Metabolomics and Cell Biology Platforms, Gustave Roussy Cancer Campus, Villejuif, France.
INSERM U1138, Centre de Recherche des Cordeliers, Sorbonne Université, Université de Paris, Paris, France.
Adipocyte. 2020 Dec;9(1):116-119. doi: 10.1080/21623945.2020.1736734.

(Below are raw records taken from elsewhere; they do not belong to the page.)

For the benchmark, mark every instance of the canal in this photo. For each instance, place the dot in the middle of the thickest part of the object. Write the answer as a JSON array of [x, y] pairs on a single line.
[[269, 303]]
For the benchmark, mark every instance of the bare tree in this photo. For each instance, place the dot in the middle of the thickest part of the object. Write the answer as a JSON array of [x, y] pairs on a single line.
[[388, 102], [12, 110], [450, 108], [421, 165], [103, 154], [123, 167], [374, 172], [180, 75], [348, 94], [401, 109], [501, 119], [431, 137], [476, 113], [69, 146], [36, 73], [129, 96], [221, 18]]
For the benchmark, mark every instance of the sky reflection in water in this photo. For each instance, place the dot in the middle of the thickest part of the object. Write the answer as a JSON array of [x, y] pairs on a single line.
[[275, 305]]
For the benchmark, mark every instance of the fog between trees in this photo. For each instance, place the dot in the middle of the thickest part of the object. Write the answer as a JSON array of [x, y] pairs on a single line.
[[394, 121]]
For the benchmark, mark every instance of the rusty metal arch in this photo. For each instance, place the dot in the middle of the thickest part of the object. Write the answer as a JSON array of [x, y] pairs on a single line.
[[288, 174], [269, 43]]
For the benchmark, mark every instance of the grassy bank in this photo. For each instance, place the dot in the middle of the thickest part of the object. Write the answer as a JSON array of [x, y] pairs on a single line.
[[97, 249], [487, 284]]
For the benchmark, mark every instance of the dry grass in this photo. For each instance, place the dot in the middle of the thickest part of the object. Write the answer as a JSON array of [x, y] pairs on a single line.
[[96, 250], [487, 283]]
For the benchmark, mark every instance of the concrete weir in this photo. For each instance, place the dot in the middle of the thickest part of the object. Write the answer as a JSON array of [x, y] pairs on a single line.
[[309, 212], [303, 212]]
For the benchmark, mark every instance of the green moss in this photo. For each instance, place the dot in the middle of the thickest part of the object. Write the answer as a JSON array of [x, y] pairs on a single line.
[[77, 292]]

We recently identified acyl coenzyme A-binding protein (ACBP)/diazepam binding inhibitor (DBI) as a novel 'hunger factor': a protein that is upregulated in human or murine obesity and that, if administered to mice, causes hyperphagy, adipogenesis and obesity. Conversely, neutralization of ACBP/DBI by systemic injection of neutralizing monoclonal antibodies or autoantibodies produced after auto-immunization against ACBP/DBI has anorexigenic and lipolytic effects. Thus, neutralization of ACBP/DBI results in reduced food intake subsequent to the activation of anorexigenic neurons and the inactivation of orexigenic neurons in the hypothalamus. Moreover, ACBP/DBI neutralization results into enhanced triglyceride lipolysis in white fat, a surge in free fatty acids in the plasma, enhanced incorporation of glycerol-derived carbon atoms into glucose, as well as an increase in β-oxidation, resulting in a net reduction of fat mass. Importantly, ACBP/DBI neutralization also stimulated an increase in autophagy in various organs, suggesting that it might mediate anti-ageing effects.
我们最近发现酰基辅酶 A 结合蛋白(ACBP)/地西泮结合抑制剂(DBI)是一种新型的“饥饿因子”:一种在人类或小鼠肥胖中上调的蛋白质,如果给予小鼠,会导致过度摄食、脂肪生成和肥胖。相反,通过全身注射中和单克隆抗体或针对 ACBP/DBI 自身免疫产生的自身抗体中和 ACBP/DBI,会产生厌食和脂肪分解作用。因此,ACBP/DBI 的中和会导致下丘脑厌食神经元的激活和摄食神经元的失活,从而减少食物摄入。此外,ACBP/DBI 的中和会导致白色脂肪中甘油三酯的脂肪分解增强,血浆中游离脂肪酸增加,甘油衍生碳原子掺入葡萄糖增加,以及β-氧化增加,从而导致脂肪量的净减少。重要的是,ACBP/DBI 的中和也刺激了各种器官中自噬的增加,表明它可能介导抗衰老作用。